Retrospective Analysis of Master Protocols in Tumor-Agnostic Drug Development: Evaluation of Application to Single-Agent Therapies With ORR as the Endpoint for Approval of Oncology Drugs.

The first global approval of a microsatellite instability-high solid tumors was a landmark in oncology, paving the way for targeted therapies approved globally. However, guidance remains limited regarding the biological and methodological conditions under which such designs, statistical borrowing, are most effective. We retrospectively evaluated the feasibility of tumor-agnostic development using Bayesian modeling based on the objective response rate (ORR) as the primary endpoint, focusing on single-agent molecular targeted therapy (MTT) in Japan. Using Pharmaceuticals and Medical Devices Agency (PMDA) approval documents, we identified MTTs approved for ≥ 3 cancer types in Japan between 2001 and 2023. We analyzed whether their ORR in treatment lines without standard therapy exceeded thresholds using the beta-binomial model (BBM) and hierarchical Bayesian model (HBM).

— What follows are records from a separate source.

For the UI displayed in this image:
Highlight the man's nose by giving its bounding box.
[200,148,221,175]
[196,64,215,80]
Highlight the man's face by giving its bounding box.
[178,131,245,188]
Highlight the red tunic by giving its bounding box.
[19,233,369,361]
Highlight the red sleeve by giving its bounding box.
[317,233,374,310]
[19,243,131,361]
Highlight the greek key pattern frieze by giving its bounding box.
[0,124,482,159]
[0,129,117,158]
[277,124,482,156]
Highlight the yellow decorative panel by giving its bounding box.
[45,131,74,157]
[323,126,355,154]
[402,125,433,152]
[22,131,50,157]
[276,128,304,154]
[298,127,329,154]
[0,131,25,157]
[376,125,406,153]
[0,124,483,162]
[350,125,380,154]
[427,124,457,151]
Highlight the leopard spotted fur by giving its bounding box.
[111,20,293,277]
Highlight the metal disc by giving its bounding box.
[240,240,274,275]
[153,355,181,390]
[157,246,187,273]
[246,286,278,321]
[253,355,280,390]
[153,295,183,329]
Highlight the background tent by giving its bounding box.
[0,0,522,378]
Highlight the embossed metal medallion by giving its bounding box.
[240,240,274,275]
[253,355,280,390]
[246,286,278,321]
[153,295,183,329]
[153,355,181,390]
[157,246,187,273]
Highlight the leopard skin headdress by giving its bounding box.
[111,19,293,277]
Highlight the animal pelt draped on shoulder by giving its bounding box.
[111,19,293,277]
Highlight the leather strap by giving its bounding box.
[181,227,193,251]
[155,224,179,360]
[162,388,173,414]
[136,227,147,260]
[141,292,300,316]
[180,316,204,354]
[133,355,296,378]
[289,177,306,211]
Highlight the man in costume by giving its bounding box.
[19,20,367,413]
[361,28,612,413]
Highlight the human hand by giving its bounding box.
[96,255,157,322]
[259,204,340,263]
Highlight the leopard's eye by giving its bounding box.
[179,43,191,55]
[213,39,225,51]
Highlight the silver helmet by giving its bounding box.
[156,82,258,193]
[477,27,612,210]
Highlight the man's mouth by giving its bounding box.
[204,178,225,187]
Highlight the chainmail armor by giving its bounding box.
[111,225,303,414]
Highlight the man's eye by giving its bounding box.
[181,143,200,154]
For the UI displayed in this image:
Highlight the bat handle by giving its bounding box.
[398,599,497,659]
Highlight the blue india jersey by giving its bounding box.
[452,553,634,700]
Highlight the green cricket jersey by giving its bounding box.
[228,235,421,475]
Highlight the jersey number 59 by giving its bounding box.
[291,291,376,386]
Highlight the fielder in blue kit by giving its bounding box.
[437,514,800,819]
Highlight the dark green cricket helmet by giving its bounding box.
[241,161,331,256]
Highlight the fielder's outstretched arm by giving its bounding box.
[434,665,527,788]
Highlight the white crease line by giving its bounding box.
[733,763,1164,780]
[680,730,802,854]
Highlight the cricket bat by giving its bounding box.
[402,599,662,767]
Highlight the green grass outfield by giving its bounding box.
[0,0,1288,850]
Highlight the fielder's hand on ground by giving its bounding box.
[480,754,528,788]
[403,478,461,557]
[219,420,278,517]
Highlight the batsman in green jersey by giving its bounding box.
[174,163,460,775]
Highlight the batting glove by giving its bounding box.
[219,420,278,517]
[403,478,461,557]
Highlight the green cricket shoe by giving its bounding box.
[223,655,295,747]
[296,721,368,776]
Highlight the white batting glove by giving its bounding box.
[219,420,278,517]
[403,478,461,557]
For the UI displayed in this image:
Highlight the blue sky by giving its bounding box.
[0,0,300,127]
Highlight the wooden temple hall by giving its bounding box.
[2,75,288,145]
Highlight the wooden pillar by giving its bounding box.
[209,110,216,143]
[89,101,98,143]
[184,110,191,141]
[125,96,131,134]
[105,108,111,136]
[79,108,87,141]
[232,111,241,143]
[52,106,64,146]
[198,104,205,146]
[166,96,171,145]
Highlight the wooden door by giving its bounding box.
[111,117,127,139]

Among 97 approved MTTs, 57 were for solid tumors or sarcomas, and 14 for ≥ 3 indications. Poly (ADP-ribose) polymerase (PARP) inhibitors and human epidermal growth factor receptor 2 antibody-drug conjugate (HER2 ADC) consistently exceeded thresholds in both models. In contrast, mechanistic target of rapamycin (mTOR) and vascular endothelial growth factor (VEGF) inhibitors showed generally consistent results across both models, although some exceeded the threshold while others did not, indicating considerable variability. This study evaluates single-agent therapies using ORR as the primary endpoint; therefore, the findings may not apply to combination therapies or endpoints such as progression-free survival or overall survival. Nevertheless, integrating Bayesian models and biological understanding can clarify when statistical borrowing is appropriate, particularly in biologically similar tumor types and improve interpretability and the strategic feasibility of basket trials in tumor-agnostic development.